Industrial production rose 9.6 per cent in October from a year earlier, the National Bureau of Statistics said today in Beijing. That exceeded the 9.4 per cent median estimate of analysts surveyed by Bloomberg News. Retail sales growth of 14.5 per cent picked up from September’s 14.2 per cent. The consumer-price index increased 1.7 per cent.
Today’s reports may offer some comfort to China’s leaders who are meeting in Beijing this week for a once-a-decade power transition and pledged yesterday to double per-capita income in the 10 years through 2020. The pause in monetary easing since July may persist as data increasingly show the economy recovering from a seven-quarter slowdown.
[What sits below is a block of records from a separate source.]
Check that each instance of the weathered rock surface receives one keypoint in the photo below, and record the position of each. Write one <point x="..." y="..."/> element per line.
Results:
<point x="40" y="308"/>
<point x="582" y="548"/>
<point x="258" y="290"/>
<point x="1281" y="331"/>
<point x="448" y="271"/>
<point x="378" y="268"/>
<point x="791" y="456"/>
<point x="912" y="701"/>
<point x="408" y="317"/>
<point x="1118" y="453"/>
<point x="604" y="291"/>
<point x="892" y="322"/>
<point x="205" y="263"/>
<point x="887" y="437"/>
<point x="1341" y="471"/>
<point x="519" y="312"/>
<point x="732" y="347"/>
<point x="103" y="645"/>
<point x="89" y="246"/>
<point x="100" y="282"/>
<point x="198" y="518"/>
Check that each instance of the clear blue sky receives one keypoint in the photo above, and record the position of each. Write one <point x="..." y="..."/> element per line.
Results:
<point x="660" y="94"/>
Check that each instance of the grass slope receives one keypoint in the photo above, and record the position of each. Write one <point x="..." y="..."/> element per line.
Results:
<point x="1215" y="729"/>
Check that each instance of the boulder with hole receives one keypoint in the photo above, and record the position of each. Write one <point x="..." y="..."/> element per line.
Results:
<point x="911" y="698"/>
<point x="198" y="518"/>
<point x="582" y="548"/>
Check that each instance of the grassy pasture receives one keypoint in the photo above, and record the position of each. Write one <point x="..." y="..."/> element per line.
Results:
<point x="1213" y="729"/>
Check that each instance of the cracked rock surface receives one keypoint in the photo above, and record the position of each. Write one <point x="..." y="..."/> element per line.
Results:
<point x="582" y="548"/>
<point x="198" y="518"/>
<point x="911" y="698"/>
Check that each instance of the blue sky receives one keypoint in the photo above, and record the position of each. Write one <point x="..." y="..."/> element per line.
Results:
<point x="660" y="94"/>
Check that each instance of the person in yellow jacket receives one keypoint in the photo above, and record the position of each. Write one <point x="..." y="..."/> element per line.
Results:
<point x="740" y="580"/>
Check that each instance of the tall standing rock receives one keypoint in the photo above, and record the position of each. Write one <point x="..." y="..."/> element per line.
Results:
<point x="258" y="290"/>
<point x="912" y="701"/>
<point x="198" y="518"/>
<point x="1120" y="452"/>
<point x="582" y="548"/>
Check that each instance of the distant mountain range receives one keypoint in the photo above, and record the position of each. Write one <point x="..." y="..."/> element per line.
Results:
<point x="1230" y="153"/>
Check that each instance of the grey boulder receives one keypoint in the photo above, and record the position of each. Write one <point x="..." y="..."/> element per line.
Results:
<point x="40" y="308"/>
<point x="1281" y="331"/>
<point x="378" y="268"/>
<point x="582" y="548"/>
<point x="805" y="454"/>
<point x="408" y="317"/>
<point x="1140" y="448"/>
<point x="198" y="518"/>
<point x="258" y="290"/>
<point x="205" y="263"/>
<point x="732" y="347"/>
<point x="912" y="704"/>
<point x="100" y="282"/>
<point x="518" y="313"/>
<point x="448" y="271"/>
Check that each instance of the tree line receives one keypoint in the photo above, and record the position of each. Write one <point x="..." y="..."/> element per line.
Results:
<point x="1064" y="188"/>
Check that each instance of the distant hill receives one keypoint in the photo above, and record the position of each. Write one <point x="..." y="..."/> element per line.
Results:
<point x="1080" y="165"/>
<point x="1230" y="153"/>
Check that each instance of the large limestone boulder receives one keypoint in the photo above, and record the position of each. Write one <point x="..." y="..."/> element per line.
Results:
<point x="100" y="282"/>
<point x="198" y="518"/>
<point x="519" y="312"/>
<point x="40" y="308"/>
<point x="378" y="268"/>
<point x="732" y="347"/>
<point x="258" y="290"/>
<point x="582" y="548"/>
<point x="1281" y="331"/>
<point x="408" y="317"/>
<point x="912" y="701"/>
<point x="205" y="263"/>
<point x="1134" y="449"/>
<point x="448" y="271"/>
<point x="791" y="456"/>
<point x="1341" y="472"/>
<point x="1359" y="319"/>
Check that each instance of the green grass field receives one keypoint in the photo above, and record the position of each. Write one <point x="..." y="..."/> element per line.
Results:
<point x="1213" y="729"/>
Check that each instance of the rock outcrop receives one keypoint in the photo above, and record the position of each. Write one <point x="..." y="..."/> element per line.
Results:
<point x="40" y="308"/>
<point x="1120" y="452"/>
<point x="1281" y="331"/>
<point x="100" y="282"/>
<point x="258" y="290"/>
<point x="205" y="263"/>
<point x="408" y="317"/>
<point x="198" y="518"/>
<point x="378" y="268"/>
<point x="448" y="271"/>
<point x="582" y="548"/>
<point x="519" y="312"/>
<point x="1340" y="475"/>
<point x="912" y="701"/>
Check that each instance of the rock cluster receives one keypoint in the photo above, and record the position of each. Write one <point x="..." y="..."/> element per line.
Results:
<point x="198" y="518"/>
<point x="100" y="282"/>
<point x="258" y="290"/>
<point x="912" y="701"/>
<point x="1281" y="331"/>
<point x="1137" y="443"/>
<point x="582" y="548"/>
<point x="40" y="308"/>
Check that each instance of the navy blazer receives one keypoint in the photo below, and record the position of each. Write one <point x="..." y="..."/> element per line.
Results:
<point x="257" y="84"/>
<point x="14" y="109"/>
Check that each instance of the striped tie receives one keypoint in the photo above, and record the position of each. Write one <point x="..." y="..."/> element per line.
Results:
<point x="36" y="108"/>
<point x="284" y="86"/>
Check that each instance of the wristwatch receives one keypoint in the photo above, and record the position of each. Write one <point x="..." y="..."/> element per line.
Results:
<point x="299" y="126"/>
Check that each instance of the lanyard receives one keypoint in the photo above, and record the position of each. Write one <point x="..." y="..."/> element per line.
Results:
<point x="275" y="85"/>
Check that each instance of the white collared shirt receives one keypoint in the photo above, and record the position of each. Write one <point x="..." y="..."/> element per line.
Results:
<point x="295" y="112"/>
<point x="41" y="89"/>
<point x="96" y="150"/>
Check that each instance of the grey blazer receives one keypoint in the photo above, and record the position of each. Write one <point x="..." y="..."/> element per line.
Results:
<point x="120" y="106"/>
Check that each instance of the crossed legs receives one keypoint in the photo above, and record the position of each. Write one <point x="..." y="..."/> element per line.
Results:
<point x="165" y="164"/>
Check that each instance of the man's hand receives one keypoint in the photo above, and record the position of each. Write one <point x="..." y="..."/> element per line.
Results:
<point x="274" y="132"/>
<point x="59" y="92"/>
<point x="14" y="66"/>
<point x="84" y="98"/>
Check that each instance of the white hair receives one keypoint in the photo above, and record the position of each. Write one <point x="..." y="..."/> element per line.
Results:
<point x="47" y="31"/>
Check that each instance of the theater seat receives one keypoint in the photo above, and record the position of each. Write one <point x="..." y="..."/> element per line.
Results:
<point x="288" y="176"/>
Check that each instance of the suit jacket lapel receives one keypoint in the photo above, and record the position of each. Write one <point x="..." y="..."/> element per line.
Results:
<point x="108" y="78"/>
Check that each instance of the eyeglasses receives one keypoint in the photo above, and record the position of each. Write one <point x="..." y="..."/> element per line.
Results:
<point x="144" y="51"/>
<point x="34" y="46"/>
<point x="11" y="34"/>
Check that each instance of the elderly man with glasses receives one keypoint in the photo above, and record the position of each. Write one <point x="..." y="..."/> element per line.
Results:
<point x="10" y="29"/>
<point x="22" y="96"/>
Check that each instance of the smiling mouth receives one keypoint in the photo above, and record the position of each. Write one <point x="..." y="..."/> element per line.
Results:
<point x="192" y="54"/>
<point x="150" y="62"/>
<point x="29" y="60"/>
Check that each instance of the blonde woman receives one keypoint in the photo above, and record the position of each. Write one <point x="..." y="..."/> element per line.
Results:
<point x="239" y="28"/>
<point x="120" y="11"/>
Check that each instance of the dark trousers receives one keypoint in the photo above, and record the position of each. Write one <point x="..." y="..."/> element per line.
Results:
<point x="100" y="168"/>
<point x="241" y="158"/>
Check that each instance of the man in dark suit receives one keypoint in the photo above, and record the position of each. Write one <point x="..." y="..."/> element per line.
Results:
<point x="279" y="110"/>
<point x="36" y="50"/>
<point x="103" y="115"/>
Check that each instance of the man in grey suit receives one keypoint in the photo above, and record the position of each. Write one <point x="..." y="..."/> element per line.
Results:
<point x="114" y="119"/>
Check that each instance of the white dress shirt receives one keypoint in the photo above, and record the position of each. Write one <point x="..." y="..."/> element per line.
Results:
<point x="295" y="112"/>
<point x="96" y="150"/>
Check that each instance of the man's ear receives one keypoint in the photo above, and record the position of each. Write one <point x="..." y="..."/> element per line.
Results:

“The key question for investors is whether China’s economic growth has truly bottomed and is recovering,” and the “answer is firmly yes,” said Lu Ting, chief Greater China economist at Bank of America Corp. in Hong Kong.
Government spending may be playing a key role in the pickup. Fixed-asset investment excluding rural areas increased 20.7 per cent in the first 10 months of 2012 from a year earlier, compared with the 20.6 per cent median analyst estimate and a 20.5 per cent pace in the January-September period.
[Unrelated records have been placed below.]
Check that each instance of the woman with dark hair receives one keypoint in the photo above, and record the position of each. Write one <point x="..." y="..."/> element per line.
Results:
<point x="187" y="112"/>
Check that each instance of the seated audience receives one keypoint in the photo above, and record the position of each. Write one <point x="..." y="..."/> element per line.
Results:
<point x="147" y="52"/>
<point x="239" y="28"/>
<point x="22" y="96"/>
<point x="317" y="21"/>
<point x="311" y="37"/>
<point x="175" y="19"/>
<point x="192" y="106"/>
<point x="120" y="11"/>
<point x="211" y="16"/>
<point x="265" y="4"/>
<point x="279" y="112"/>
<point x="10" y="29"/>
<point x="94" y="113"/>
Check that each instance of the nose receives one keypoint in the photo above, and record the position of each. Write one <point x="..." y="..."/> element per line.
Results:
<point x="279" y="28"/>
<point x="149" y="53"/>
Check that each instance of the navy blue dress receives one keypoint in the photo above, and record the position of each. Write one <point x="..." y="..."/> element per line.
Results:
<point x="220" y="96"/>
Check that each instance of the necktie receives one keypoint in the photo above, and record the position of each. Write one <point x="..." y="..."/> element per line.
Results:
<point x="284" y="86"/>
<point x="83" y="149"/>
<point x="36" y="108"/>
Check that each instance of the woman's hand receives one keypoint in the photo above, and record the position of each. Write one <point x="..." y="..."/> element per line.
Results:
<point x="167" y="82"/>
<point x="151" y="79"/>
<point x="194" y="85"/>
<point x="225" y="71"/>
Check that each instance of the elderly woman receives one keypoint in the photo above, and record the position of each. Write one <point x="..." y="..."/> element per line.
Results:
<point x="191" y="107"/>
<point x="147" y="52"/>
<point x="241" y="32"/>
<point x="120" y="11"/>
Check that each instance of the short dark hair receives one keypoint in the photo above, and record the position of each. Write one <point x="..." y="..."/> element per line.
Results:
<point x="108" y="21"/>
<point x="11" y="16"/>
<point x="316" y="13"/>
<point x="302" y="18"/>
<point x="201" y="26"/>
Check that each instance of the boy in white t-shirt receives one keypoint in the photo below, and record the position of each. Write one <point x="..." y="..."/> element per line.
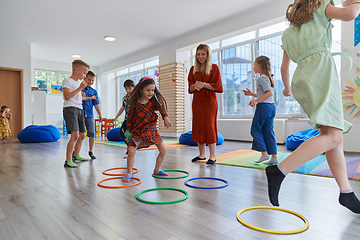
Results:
<point x="73" y="111"/>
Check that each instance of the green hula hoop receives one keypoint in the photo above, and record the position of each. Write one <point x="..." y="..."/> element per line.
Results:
<point x="164" y="177"/>
<point x="169" y="202"/>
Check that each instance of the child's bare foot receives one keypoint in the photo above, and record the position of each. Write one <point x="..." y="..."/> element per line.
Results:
<point x="348" y="3"/>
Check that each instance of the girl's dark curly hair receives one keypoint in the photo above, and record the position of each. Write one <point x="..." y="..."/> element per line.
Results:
<point x="3" y="108"/>
<point x="158" y="100"/>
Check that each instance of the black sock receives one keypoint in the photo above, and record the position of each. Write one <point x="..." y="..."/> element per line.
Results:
<point x="275" y="178"/>
<point x="350" y="201"/>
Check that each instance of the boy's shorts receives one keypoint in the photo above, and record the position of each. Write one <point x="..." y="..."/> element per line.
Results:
<point x="74" y="119"/>
<point x="90" y="126"/>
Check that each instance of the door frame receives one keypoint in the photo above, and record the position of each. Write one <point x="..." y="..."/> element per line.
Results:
<point x="21" y="90"/>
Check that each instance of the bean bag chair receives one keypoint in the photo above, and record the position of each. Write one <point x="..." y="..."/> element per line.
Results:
<point x="185" y="139"/>
<point x="113" y="134"/>
<point x="294" y="140"/>
<point x="39" y="133"/>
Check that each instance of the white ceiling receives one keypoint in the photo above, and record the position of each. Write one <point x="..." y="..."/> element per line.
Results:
<point x="58" y="29"/>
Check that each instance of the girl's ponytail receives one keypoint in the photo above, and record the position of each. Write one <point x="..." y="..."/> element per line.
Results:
<point x="265" y="65"/>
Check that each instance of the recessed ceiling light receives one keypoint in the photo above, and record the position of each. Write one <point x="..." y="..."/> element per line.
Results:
<point x="109" y="38"/>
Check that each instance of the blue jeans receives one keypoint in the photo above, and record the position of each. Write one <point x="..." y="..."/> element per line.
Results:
<point x="262" y="128"/>
<point x="90" y="126"/>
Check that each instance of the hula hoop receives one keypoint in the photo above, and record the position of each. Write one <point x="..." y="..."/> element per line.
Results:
<point x="118" y="174"/>
<point x="106" y="179"/>
<point x="273" y="231"/>
<point x="219" y="179"/>
<point x="169" y="202"/>
<point x="164" y="177"/>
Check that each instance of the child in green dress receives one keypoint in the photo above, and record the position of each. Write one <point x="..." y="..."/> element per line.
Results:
<point x="316" y="86"/>
<point x="5" y="116"/>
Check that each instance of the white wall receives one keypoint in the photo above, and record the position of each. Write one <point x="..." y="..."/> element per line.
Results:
<point x="351" y="139"/>
<point x="169" y="52"/>
<point x="17" y="54"/>
<point x="107" y="95"/>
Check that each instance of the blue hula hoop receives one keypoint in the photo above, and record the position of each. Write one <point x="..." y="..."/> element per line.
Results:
<point x="219" y="179"/>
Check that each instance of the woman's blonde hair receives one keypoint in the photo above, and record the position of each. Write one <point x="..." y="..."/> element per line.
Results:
<point x="208" y="63"/>
<point x="265" y="66"/>
<point x="302" y="11"/>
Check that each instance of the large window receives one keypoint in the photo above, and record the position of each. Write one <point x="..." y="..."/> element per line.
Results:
<point x="235" y="57"/>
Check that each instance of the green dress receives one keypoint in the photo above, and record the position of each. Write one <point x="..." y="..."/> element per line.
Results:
<point x="315" y="84"/>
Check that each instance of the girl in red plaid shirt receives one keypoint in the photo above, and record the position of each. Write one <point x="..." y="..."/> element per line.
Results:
<point x="144" y="100"/>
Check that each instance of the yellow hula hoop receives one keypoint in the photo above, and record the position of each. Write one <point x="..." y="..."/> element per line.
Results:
<point x="304" y="228"/>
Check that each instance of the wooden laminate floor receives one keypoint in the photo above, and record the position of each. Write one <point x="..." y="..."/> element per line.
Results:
<point x="40" y="199"/>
Spending on central government-invested projects rose 5.1 per cent in the 10-month period from a year earlier, more than double the January-September pace, the data show.
The Shanghai Composite Index of stocks has dropped 5.8 per cent this year through yesterday on concern the slowdown in growth will hurt company earnings. The gauge was down 0.3 per cent as of 1:59 p.m. local time today.
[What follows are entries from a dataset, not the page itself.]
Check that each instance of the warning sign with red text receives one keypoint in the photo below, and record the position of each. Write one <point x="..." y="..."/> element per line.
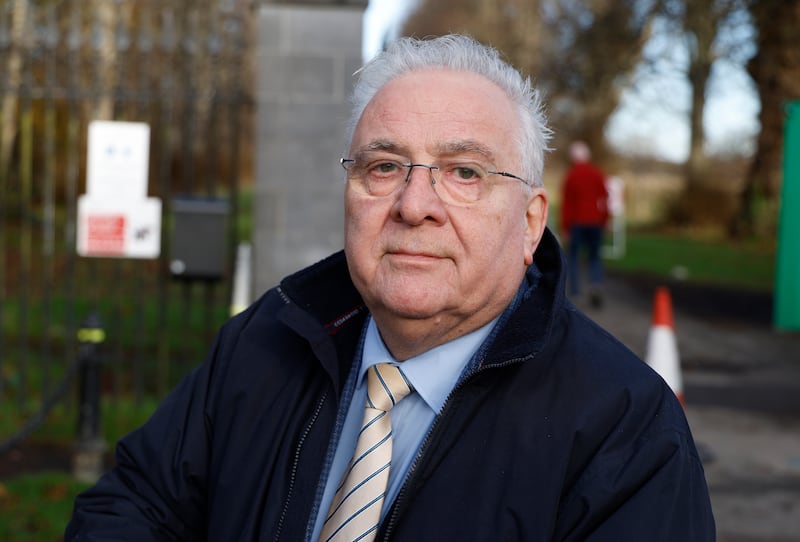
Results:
<point x="119" y="229"/>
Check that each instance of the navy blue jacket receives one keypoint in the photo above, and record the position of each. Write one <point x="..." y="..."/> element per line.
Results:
<point x="558" y="432"/>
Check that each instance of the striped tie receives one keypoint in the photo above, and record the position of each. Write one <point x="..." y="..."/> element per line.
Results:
<point x="356" y="508"/>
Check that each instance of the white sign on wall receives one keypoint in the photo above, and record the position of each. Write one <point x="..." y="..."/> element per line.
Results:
<point x="115" y="217"/>
<point x="118" y="159"/>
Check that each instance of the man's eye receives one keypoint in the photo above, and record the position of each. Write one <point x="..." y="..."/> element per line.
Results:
<point x="387" y="167"/>
<point x="464" y="173"/>
<point x="384" y="168"/>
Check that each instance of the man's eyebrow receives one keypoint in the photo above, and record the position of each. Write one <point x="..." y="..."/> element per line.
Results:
<point x="381" y="145"/>
<point x="466" y="146"/>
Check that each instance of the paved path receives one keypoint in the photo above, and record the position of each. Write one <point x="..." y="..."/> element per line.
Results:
<point x="742" y="391"/>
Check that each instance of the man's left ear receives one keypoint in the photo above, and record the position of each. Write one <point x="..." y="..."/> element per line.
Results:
<point x="535" y="222"/>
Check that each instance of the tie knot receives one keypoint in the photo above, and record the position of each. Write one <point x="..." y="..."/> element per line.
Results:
<point x="386" y="386"/>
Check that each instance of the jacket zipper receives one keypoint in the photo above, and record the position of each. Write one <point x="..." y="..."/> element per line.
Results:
<point x="296" y="462"/>
<point x="392" y="520"/>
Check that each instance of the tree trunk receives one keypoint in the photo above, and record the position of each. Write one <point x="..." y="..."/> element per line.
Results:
<point x="774" y="70"/>
<point x="13" y="73"/>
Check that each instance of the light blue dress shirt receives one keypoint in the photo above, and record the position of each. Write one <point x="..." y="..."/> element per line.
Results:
<point x="433" y="374"/>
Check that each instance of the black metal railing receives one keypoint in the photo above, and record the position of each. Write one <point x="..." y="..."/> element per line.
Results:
<point x="181" y="68"/>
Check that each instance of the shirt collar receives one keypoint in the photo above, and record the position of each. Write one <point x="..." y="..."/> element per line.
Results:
<point x="433" y="373"/>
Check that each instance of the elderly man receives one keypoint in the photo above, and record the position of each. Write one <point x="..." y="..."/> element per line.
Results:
<point x="431" y="382"/>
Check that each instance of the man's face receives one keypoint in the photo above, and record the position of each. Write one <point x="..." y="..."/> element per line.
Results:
<point x="429" y="270"/>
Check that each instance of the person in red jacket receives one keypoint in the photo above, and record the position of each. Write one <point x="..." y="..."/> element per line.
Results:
<point x="584" y="213"/>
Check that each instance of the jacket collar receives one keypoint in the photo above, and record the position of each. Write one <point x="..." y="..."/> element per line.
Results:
<point x="323" y="305"/>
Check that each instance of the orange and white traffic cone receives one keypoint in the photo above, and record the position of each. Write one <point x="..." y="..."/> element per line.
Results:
<point x="662" y="348"/>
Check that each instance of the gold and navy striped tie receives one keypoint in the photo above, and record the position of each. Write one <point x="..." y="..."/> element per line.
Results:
<point x="356" y="507"/>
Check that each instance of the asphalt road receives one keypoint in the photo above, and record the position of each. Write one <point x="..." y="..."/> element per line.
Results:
<point x="742" y="394"/>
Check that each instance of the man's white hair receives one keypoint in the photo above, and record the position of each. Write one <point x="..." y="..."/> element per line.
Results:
<point x="460" y="53"/>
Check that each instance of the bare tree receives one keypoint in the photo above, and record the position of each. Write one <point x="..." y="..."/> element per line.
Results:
<point x="776" y="71"/>
<point x="13" y="74"/>
<point x="580" y="52"/>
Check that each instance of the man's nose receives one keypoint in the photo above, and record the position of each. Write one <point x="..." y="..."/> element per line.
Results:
<point x="419" y="201"/>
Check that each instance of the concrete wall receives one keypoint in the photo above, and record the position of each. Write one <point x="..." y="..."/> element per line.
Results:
<point x="306" y="56"/>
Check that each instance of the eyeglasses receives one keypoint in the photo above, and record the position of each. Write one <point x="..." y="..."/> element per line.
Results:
<point x="457" y="180"/>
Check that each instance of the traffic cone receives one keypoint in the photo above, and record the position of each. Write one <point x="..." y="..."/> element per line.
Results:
<point x="662" y="349"/>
The yuan strengthened 0.1 per cent against the dollar in Shanghai today, touching the top end of its permitted trading range for a fifth day on optimism the nation’s new leaders will take more measures to stimulate growth.
The increase in China’s gross domestic product slowed to 7.4 per cent in the July-September period from a year earlier, the weakest in three years. Expansion will probably speed up to 7.7 per cent this quarter and to 7.9 per cent in the three months through March 2013, based on the median estimate of analysts surveyed Oct. 18-22.
The increase in industrial output was the most in five months and compared with 9.2 per cent in September. Retail sales growth was the highest since March.
The CPI increase was below the 1.9 per cent median estimate of analysts surveyed by Bloomberg News and compared with 1.9 per cent in September. Producer prices declined 2.8 per cent from a year earlier after a 3.6 per cent drop in September.
“Inflation remained comfortably low, but, given more signs of growth recovery, the PBOC will probably stay on the sideline,” said Yao Wei, China economist at Societe Generale SA in Hong Kong, one of two analysts to accurately predict the CPI reading.
China’s consumer-price gains have slowed from a three-year high of 6.5 per cent in July last year as food costs eased.
Food prices rose 1.8 per cent last month from a year earlier, compared with a 2.5 per cent gain in September, according to the statistics bureau. Pork, a Chinese staple, dropped 15.8 per cent from a year earlier, subtracting 0.6 percentage point from the CPI, compared with a 38.9 per cent rise in October 2011.
Zhongpin, a Nasdaq-listed processor of meat for restaurants and stores in China, said yesterday that third- quarter net income dropped 40 per cent as the price of pork fell and costs to support expansion rose, according to a statement from the Changge, Henan province-based company.
Inflation is “currently stable,” the central bank said in its quarterly monetary policy report last week. At the same time, it highlighted risks from increases in costs of imported goods and said prices are sensitive to expansion in demand and stimulus policies.
The decline in the producer-price index compared with the median estimate for a 2.7 per cent drop in a Bloomberg survey of economists. The reading marked the first improvement since prices started falling on a year-earlier basis in March as domestic demand slowed, with the government’s campaign to rein in inflation and property prices and excessive inventories plaguing industries including steel and cement.
The Reserve Bank of Australia reduced its 2013 growth forecast as lower investment and the government’s pledge to deliver a budget surplus restrain the economy. The Bank of Korea kept interest rates unchanged as projected by all economists surveyed by Bloomberg. Malaysia’s exports unexpectedly rose in the first gain in three months in September.
Data from France and Italy today may show industrial production extended declines in September from a year earlier, while Russia’s central bank is forecast by most economists to keep borrowing costs unchanged for a second month, surveys showed.
In the US, the Thomson Reuters/University of Michigan preliminary November consumer sentiment index probably climbed to the highest since 2007, while the Commerce Department may say inventories at wholesalers rose at a slower pace in September.
In China, shrinking stockpiles of some products are setting the stage for replenishment to support an economic rebound and price gains. Stocks of manufacturers’ finished goods contracted in October for a fourth month at close to the fastest pace this year, according to a government purchasing managers’ survey. One measure of coal inventories shows a 40 per cent drop since this year’s peak in June and a gauge of steel stockpiles is the lowest since 2009.
“We believe macro data will remain strong” through the rest of the fourth quarter, Zhang Zhiwei, chief China economist at Nomura Holdings said.